Prediction betting platforms will benefit from a degree of regulatory flexibility in the United States. A decision by the Commodity Futures Trading Commission (CFTC) clarifies their scope of action.
CFTC lenient with prediction betting platforms
Prediction betting sites have been booming in the United States recently, and the CFTC intends to let them develop without monitoring them too closely. At least, that is what emerges from the no-action letters sent to the companies concerned this week.
Specifically, the CFTC has warned that predictive market platforms will not be forced to comply with certain record-keeping requirements, provided they meet other requirements. The letters were sent to Polymarket, PredictIt, Gemini, and LedgerX/MIAX.
The conditions are that operators must ensure that their contracts are always fully collateralized and not pay compensation from anywhere other than their platform. They must also publish data related to swap contracts immediately after they are executed.
Once these conditions are met, platforms are not required to comply with the letter of the requirements for retaining data related to swaps that take place on the platform.
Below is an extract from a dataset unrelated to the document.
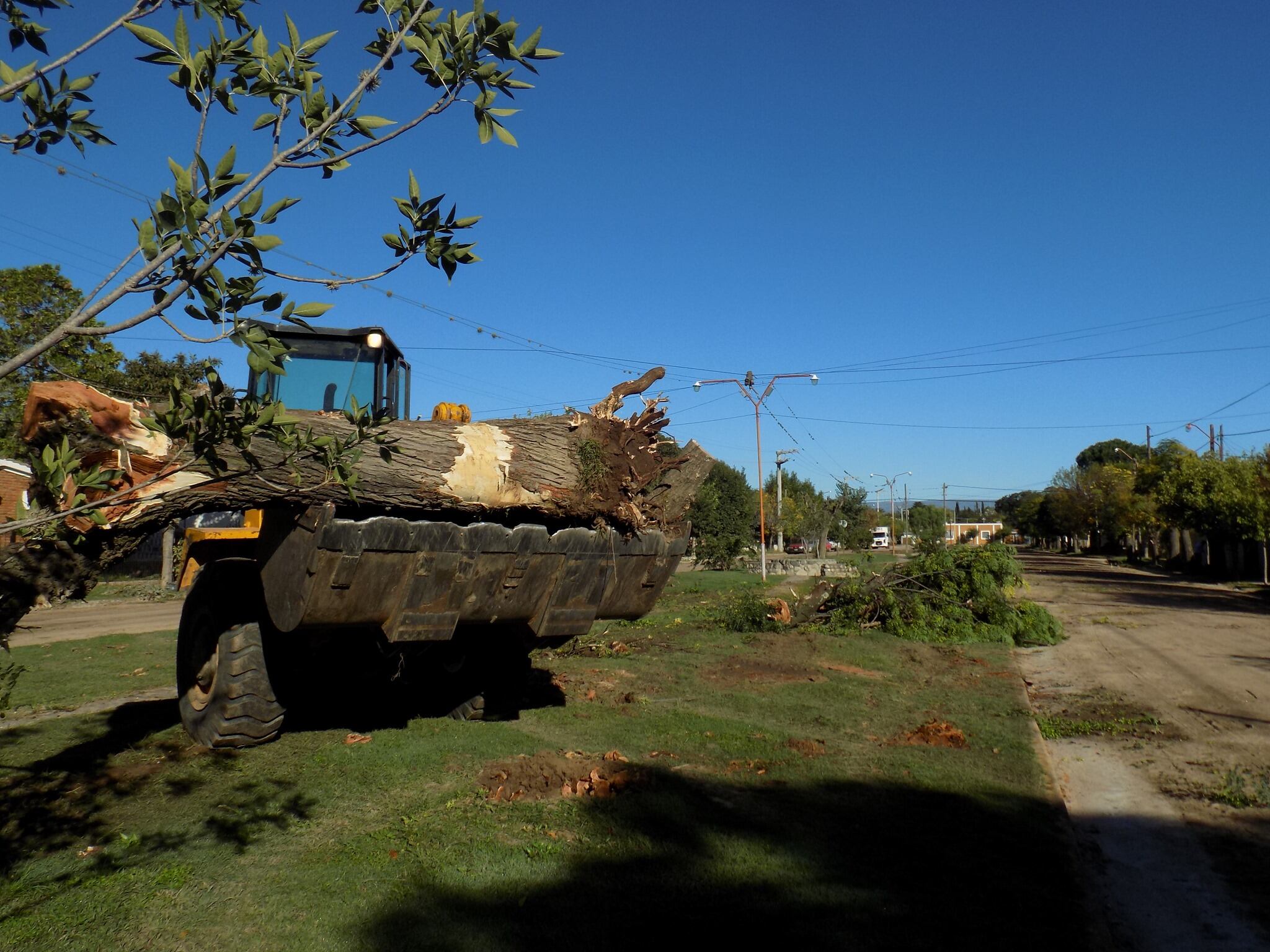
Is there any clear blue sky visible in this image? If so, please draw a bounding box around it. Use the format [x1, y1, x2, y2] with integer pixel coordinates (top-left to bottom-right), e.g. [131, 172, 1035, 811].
[0, 0, 1270, 508]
Supporting the launch of local platforms
While Polymarket had at one time withdrawn from the US market, the opposite trend is now taking hold. Predictive betting platforms are booming, with new ones launching every week. Yesterday, for example, we learned that Gemini will also be offering its own prediction market. Notional volumes (all assets combined) on prediction betting platforms are now approaching $4 billion, with growing numbers of users on Polymarket, Opinion, Kalshi, and others:

While the sector is booming in the United States, this is not the case everywhere. In Europe (and France in particular), prediction betting platforms are viewed with suspicion, with a regulatory framework that remains rather vague at this stage. Their real democratization will therefore likely require new, more explicit frameworks.